そして形式的な話をすると、この3つの実装は殆ど同じ、となる。
細かいトコを見ると、関数fold_right「だけ」が引数として与えられたリスト等のシーケンスをイテラブルへと変換する際に、reversedを使ってreversed iteratorにしてるトコ、あとは、fold_leftに於いて、for文内に於ける関数functionの引数の適用順序が逆だ、と言うトコだけが違う。
しかしながら繰り返すけど、形式的にはこの3つの関数は同じなんだ。
そうすると、「3つの関数を一つに纏められないか・・・?」とムラムラしてくるんだよな(笑)。
さぁ、どうする(笑)?
Pythonにはsorted関数があるが、昇順に並び替えるか、降順に並び替えるか、はキーワード引数reverseにTrueを与えるか否か、で切り替える事が出来る。これを真似しよう。
キーワード引数reverseにTrueを与えると引数iterableが逆順になる、とする。またキーワード引数reverseにFalseを与えるとfunctionに適用する2つの引数の順序が変わる、とする。デフォルト値はNoneとする。
これで、関数foldの書き始めは次のようになる。
def fold(function, value, iterable, /, *, reverse = None):
/とか*ってのはPythonで最近(多分?)出てきた表現だ。/と*の間では、フツーの引数とキーワード引数が混在出来、*以降にはキーワード引数しか置けない。関数foldは位置引数(function、value、iterable)以外のreverseはキーワード引数なんで、*以降に置く。
いずれにせよ、reverseがデフォルトのNoneだった場合、通常で言うreduceと同様になり、Trueだった場合iterableが逆順のイテラブルになる。
これを次のように表現する。
def fold(function, value, iterable, /, *, reverse = None):
it = (reversed if reverse else iter)(iterable)

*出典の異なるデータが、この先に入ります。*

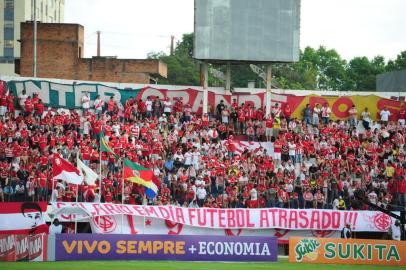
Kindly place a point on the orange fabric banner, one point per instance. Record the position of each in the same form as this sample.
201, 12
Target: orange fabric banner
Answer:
347, 251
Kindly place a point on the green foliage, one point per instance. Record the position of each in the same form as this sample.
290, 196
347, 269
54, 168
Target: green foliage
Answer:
317, 69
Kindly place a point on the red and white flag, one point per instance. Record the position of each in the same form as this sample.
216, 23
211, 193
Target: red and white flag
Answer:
23, 218
63, 170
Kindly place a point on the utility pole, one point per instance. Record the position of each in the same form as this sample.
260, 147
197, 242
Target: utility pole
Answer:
34, 53
172, 44
98, 43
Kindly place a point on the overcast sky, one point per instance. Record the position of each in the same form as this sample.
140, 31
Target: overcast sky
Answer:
132, 28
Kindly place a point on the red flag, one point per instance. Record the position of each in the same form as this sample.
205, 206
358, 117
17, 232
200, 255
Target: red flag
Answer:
61, 169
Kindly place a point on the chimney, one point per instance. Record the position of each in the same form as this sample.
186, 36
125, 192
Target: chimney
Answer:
98, 43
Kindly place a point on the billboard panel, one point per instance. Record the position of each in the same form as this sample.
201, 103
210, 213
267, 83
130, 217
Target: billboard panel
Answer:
347, 251
241, 30
164, 247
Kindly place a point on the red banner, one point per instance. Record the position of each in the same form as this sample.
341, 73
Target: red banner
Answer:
340, 106
23, 247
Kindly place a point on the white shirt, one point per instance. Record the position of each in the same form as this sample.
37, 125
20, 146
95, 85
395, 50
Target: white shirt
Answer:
325, 112
55, 229
85, 102
395, 232
188, 158
365, 116
22, 98
254, 194
201, 193
385, 115
116, 129
167, 106
98, 104
292, 149
316, 111
195, 157
148, 104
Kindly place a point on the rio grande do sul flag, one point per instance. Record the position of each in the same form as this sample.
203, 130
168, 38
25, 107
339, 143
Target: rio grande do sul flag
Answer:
142, 176
63, 170
23, 218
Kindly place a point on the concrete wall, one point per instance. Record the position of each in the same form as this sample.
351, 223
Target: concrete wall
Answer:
60, 50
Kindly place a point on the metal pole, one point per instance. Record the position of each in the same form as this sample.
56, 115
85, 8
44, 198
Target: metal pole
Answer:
268, 95
228, 76
204, 73
34, 53
98, 43
122, 198
76, 218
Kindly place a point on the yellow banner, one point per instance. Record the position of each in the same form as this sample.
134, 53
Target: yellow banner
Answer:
347, 251
341, 105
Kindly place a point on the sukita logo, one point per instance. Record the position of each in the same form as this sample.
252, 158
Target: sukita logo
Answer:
307, 249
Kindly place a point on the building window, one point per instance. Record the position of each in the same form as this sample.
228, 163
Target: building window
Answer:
8, 44
9, 14
8, 34
8, 52
8, 24
9, 4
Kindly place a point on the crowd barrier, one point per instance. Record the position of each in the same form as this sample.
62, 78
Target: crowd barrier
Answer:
347, 251
68, 95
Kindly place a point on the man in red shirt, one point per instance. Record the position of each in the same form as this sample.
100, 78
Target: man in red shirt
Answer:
287, 112
402, 115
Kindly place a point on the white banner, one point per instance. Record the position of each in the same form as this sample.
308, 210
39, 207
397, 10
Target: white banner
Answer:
148, 225
241, 146
252, 219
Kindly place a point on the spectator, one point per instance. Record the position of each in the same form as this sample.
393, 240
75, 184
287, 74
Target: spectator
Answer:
385, 113
85, 101
56, 227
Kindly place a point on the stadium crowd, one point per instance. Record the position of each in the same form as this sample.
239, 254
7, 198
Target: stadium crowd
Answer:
315, 162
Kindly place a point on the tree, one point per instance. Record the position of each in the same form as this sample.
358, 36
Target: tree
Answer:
362, 73
398, 64
182, 69
317, 69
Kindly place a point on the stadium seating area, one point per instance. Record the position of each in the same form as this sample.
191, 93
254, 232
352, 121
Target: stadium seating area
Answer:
315, 162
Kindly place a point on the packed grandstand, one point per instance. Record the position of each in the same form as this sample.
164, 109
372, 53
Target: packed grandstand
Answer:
199, 161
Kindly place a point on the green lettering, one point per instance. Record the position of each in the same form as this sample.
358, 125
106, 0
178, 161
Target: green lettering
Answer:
341, 254
380, 249
358, 252
393, 252
330, 252
304, 247
369, 253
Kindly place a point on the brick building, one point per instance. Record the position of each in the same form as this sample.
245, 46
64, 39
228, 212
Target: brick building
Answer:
60, 55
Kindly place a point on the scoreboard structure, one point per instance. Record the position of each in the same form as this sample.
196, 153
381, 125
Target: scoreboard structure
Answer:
255, 31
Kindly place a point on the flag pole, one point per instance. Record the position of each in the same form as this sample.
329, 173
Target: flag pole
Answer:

何度も言うが、「Pythonでは関数はファーストクラスオブジェクトだ」と言う意味をキチンとつかもう。上の変数itの定義式で引数になってるのはiterableだ。そして前半の部分はキーワード引数reverseの値によって「iterableに適用する関数が切り替わってる」。reverseがTrueの場合、関数はreversedになり、そうじゃなければiterになる。
C言語的発想だと、この部分は
if reverse == True:
it = reversed(iterable)
else:
it = iter(iterable)
と書きかねないが、長ぇ(笑)。reverseが真偽値だ、って分かってる以上、Trueを使って等価判定する必要もないし、itに関数適用結果を代入する、なんつーのはダサい。
基本的に「同じ事をやるなら短い方が正義」なんだ。条件式と「関数がファーストクラスオブジェクトだ」と言う事を徹底して活用しよう。
次はこう書く。
def fold(function, value, iterable, /, *, reverse = None):
it = (reversed if reverse else iter)(iterable)
args = lambda value, element: (value, element) if reverse == False else \
(element, value)
変数argsの目的はfunctionを適用する2引数の順序を入れ替える事、だ。具体的にはreverseがFalseの時引数順序を入れ替える。
ただし、ここで気をつけないとならない事がある。デフォルト引数になっているNoneの扱い、だ。
Pythonのマニュアルには次のような記述がある。
None の真値 (truth value) は偽 (false) です。
確かにインタプリタで試してみると次のようになる。
>>> not(None)
...
True
そうすると、reverseをそのまま使うと、fold_leftと挙動を合わせる場合のFalseとデフォルト引数のNoneの差が分からない、と言う事になる。
しかし、等価判定を使うとNoneとFalseに差がある事が分かる。
>>> None == False
...
False
これを利用する。
argsはラムダ式を利用してるので、実際はこれは関数となる。
あとは、forで回せばいい。
def fold(function, value, iterable, /, *, reverse = None):
it = (reversed if reverse else iter)(iterable)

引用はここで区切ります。